Au-delà de l’arrestation, ce sont les conditions de détention qui attirent l’attention. Ricardo Olenga rapporte avoir été témoin des décès parmi les détenus quelques jours seulement après son arrestation.

« Deux jours après mon arrestation, deux personnes ont trouvé la mort et comme j’avais encore la force, on nous a demandé d’aller jeter ces deux corps vers le Lac Vert », révèle-t-il. Il décrit des traitements qu’il qualifie d’inhumains, tant à l’Assemblée provinciale qu’à la prison centrale de Munzenze.

« Ce que j’ai vécu comme traitement à l’Assemblée provinciale, mais aussi à la prison centrale de Munzenze, c’était la même routine.

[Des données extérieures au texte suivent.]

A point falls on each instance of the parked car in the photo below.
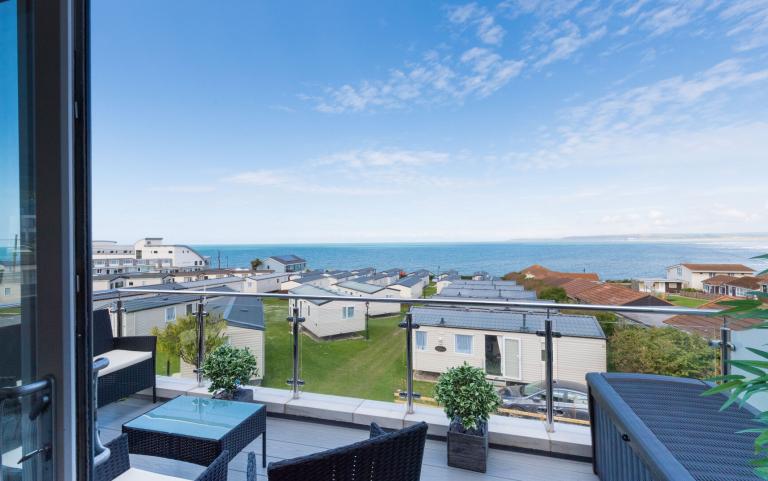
(571, 400)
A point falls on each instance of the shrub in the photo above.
(466, 395)
(661, 350)
(556, 294)
(227, 368)
(179, 338)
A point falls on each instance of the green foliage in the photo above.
(661, 350)
(556, 294)
(466, 395)
(228, 367)
(744, 309)
(608, 321)
(742, 388)
(180, 337)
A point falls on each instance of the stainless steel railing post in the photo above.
(409, 326)
(725, 348)
(120, 311)
(548, 334)
(295, 382)
(200, 341)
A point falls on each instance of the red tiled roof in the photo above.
(718, 267)
(709, 327)
(747, 282)
(610, 295)
(540, 272)
(718, 280)
(576, 286)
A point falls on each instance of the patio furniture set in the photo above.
(210, 432)
(643, 427)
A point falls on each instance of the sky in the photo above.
(270, 122)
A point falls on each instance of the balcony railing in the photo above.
(548, 333)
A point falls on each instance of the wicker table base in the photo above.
(197, 437)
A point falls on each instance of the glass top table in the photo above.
(196, 429)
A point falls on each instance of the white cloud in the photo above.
(569, 42)
(257, 178)
(359, 159)
(436, 79)
(490, 71)
(749, 22)
(185, 189)
(488, 31)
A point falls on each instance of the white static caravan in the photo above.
(245, 329)
(266, 282)
(505, 344)
(328, 318)
(361, 289)
(410, 287)
(142, 314)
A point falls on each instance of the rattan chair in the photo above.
(118, 466)
(394, 456)
(128, 380)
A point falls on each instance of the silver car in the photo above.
(571, 400)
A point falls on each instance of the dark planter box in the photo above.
(242, 395)
(467, 450)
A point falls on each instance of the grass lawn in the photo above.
(369, 369)
(160, 363)
(686, 301)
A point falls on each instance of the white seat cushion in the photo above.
(134, 474)
(120, 359)
(12, 457)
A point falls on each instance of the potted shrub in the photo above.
(468, 399)
(228, 368)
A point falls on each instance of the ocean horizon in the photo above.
(610, 259)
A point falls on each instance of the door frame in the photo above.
(519, 357)
(63, 224)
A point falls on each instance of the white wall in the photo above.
(326, 320)
(266, 284)
(574, 357)
(376, 308)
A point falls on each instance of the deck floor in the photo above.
(288, 438)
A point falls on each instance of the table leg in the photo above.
(264, 449)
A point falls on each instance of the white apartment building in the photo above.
(505, 344)
(149, 254)
(693, 275)
(285, 263)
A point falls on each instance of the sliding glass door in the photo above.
(26, 395)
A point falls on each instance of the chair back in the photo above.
(103, 339)
(395, 456)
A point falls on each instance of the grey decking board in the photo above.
(288, 438)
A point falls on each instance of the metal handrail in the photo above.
(435, 301)
(14, 392)
(548, 333)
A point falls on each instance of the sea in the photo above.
(610, 259)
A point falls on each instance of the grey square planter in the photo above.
(466, 450)
(240, 394)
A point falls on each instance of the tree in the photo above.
(660, 350)
(556, 294)
(180, 337)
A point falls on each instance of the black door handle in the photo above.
(44, 450)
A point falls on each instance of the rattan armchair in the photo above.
(128, 380)
(118, 465)
(394, 456)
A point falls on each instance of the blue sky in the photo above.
(427, 121)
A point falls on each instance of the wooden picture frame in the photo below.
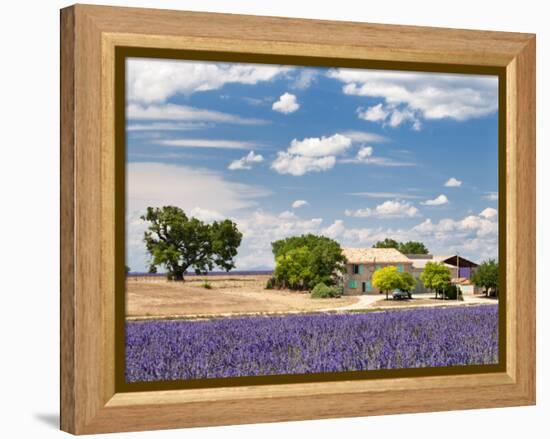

À Munzenze, la situation était pire », affirme-t-il.

Ricardo Olenga indique ne pas vouloir divulguer l’ensemble des faits dont il a été témoin, préférant les consigner dans un ouvrage en préparation.

« Je vous épargne de plusieurs détails que je vais écrire dans un livre qui va sortir incessamment », déclare-t-il.

À travers son témoignage, le journaliste lance un appel à la communauté et aux autorités : que la lumière soit faite sur ces pratiques, et que justice soit rendue pour les victimes, afin que le lac Kivu ne devienne pas le symbole macabre d’une violence qui perdure.